Entrou nisso também o pomar urbano de mangueiras e jambeiros enfileirando-se pelas ruas saídas da Lagoa, franqueado a todas as mãos, varas e pedradas. E, com a continuação, pela antiga conversa de calçada refletida na apanha dos seus cronistas. Havia um deles, Juarez Batista, que, mesmo engravatando a sociologia da moda — de novo prestígio cultural —, não conseguia safar-se do provincianismo ilustrado e amoroso das suas origens. E soube tecer, ao modo de um impressionista ou de um subjetivismo liricamente figurativo, os ícones da nossa cultura e do nosso bem-viver.

Não só José Américo, não só Zé Lins — os da sua paixão literária —, como os do seu convívio: os Peixoto de Romero, os Boto de Menezes, os Soares, os Holanda, a italianada, sem esquecer o fidalgo de bolsos lisos Alberto Abath, irmão do eterno pároco da nossa catedral, vendedor de pequenos anúncios. Sem esquecer também figuras polêmicas e legendárias, como o coronel José Pereira, flagrado já velho, ordeiro, numa porta de hotel do Recife, dissociado da coivara cruenta que separou a Paraíba, com resquícios que sobram até hoje.
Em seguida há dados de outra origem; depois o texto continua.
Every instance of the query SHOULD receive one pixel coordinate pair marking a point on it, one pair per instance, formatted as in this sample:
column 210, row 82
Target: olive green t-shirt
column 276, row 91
Essa crônica de Juarez, iniciada em O Norte de 1950, retomada nos quatro anos em que dirigiu A União, onde pontificavam — transcritos do Recife e do Rio — Humberto de Campos, Rubem Braga, Genolino Amado, Henrique Pongetti e um reacionário imperdível, autor de um dos livros mais bem escritos do Brasil, Lições do Abismo, Gustavo Corção. Essa crônica de Juarez nunca chegou a ser reunida e trazida ao leitor de hoje. E nisso me sinto culpado, quando já me acho sem fôlego para folhear jornais velhos.

Dele, mesmo a crônica menos elaborada deixa ver a caracterização particularíssima da cidade, hoje, como no mundo todo, refogada por novas “culturas”, novos hábitos e alienações.

De Virginius da Gama e Melo, quando Paulo Melo esteve à frente do setor cultural do Estado, foram editados seus ensaios críticos e o romance. O valiosíssimo acervo de crônicas, recolhido por uma sua colega de universidade, é como se ainda estivesse por ser levantado, dormindo em algum armário.

E o mais sério é que se esbanjam louvores a essa queda particularíssima da cidade pelo gênero crônica, que brota aqui como o abacaxi e a manga nessa réstia meio arenosa da nossa mata litorânea.